Good luck with your choice. You were fine anyway I just thru in my two cents.

#61 azure1961p

azure1961p

    Voyager 1

  • *****
  • Posts: 10432
  • Joined: 17 Jan 2009
  • Loc: USA

Posted 30 November 2012 - 06:47 PM

In that case get the refractor by all means. It compliments what you have in the 10" and if ever you feel the need for more resolution reach for the ten. Both s opes would actually strike quite a fine balance. It IS fun going between my refractor and reflector. I thought you were looking for one to do it all. And a lot of folks who are seasoned observers actually are fine with four.

Good luck with your choice.

Pete

#62 rockethead26

rockethead26

    Gemini

  • *****
  • Posts: 3422
  • Joined: 21 Oct 2009
  • Loc: Arizona, USA

Posted 01 December 2012 - 07:41 AM

I agree with Jim.

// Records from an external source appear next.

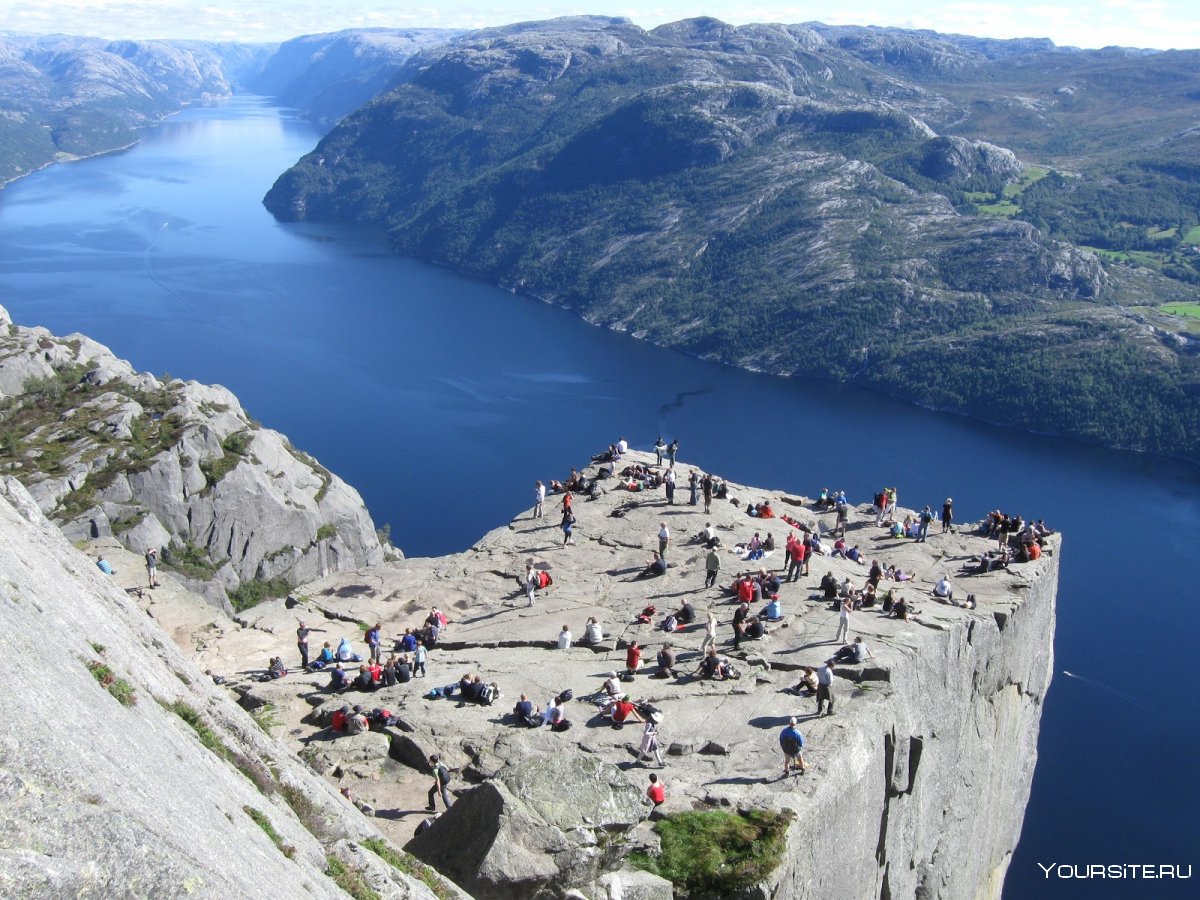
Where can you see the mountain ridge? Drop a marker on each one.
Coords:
(702, 185)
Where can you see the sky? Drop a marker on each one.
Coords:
(1161, 24)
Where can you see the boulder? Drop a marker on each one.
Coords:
(543, 825)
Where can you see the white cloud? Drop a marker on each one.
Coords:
(1096, 23)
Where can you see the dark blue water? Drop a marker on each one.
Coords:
(442, 400)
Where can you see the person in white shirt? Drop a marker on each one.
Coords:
(531, 581)
(945, 589)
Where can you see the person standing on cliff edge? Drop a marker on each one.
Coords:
(825, 687)
(539, 499)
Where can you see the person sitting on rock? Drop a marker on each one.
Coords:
(325, 658)
(943, 589)
(275, 669)
(364, 682)
(829, 586)
(633, 658)
(623, 711)
(337, 679)
(868, 598)
(666, 660)
(855, 652)
(337, 724)
(389, 672)
(687, 613)
(657, 567)
(711, 666)
(407, 643)
(808, 683)
(611, 688)
(527, 713)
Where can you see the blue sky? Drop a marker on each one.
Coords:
(1162, 24)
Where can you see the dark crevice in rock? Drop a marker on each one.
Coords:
(916, 748)
(881, 845)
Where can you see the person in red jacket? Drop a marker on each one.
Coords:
(634, 657)
(657, 792)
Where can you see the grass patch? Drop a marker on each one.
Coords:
(718, 852)
(256, 591)
(114, 684)
(189, 561)
(411, 867)
(349, 880)
(269, 831)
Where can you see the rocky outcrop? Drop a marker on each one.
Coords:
(178, 466)
(65, 96)
(127, 773)
(535, 829)
(940, 727)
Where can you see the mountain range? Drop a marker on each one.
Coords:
(898, 209)
(1006, 229)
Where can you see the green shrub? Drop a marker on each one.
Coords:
(349, 880)
(255, 591)
(190, 561)
(115, 685)
(408, 865)
(269, 829)
(718, 852)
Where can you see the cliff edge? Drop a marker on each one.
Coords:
(126, 773)
(916, 787)
(172, 465)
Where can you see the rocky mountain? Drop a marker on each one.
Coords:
(778, 199)
(63, 96)
(131, 774)
(177, 466)
(327, 76)
(916, 787)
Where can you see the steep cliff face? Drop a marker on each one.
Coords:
(65, 96)
(125, 773)
(933, 793)
(171, 465)
(916, 787)
(701, 185)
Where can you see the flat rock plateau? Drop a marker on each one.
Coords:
(917, 786)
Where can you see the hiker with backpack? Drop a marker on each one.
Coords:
(441, 784)
(791, 742)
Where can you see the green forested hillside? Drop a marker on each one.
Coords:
(793, 203)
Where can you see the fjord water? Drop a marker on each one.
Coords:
(442, 400)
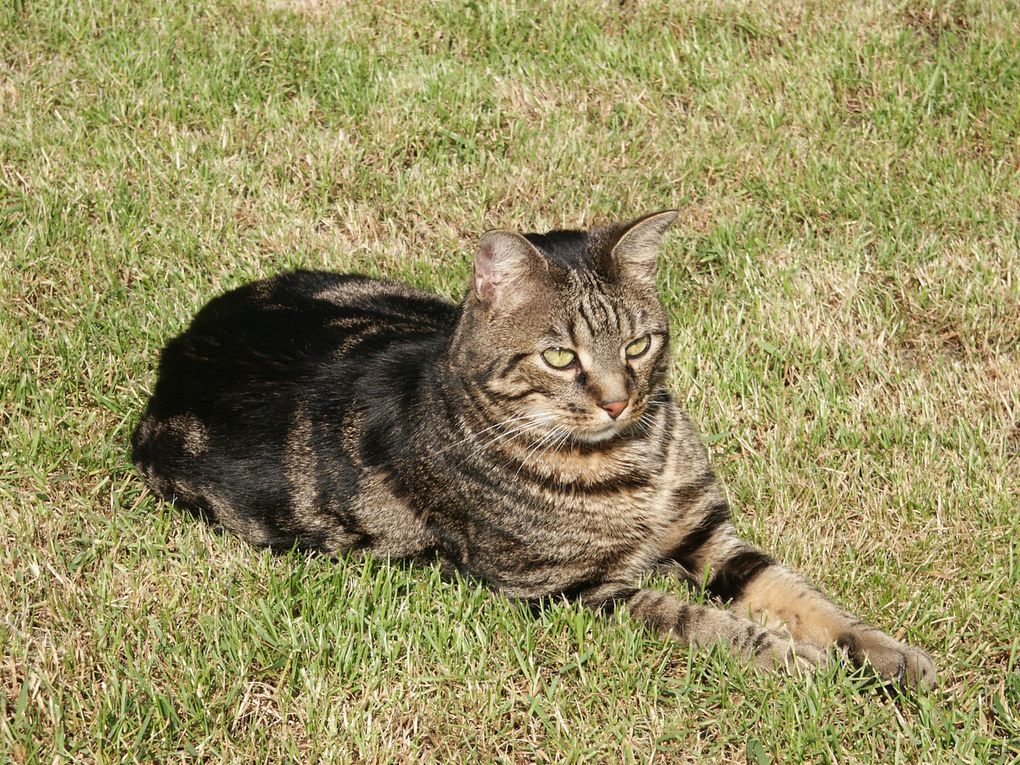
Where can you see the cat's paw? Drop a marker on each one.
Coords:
(903, 664)
(800, 658)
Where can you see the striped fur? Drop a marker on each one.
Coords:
(341, 413)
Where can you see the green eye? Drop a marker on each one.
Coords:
(638, 347)
(559, 358)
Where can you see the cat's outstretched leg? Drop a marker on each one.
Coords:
(706, 625)
(757, 587)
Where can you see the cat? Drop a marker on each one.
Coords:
(525, 437)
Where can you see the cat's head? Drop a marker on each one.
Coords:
(564, 332)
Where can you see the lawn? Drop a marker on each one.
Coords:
(844, 287)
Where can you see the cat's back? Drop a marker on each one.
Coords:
(300, 347)
(279, 333)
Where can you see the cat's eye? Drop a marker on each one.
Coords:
(638, 347)
(559, 358)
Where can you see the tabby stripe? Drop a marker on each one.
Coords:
(718, 513)
(571, 330)
(686, 495)
(512, 364)
(497, 396)
(596, 489)
(733, 575)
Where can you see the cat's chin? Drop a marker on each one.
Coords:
(598, 436)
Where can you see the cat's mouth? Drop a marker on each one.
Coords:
(599, 435)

Doubles like Albireo have much more saturated color in my 14.5" dob than in my 120 ED. It's not even close, at least from my light polluted front yard.

#63 azure1961p

azure1961p

    Voyager 1

  • *****
  • Posts: 10432
  • Joined: 17 Jan 2009
  • Loc: USA

Posted 01 December 2012 - 02:49 PM

Its interesting Albireo with different aperture:

The yellow blows out in my 8" and actually has better saturation in my 70mm and 150mm. Conversley the daphire companion is most vivid in the 8". My perceptions anyway.

Pete

#64 zvaragabor

zvaragabor

    Sputnik

  • -----
  • Posts: 34
  • Joined: 25 Jan 2011

Posted 03 December 2012 - 05:51 AM

Thanks guys, I'll let you know which one I choose.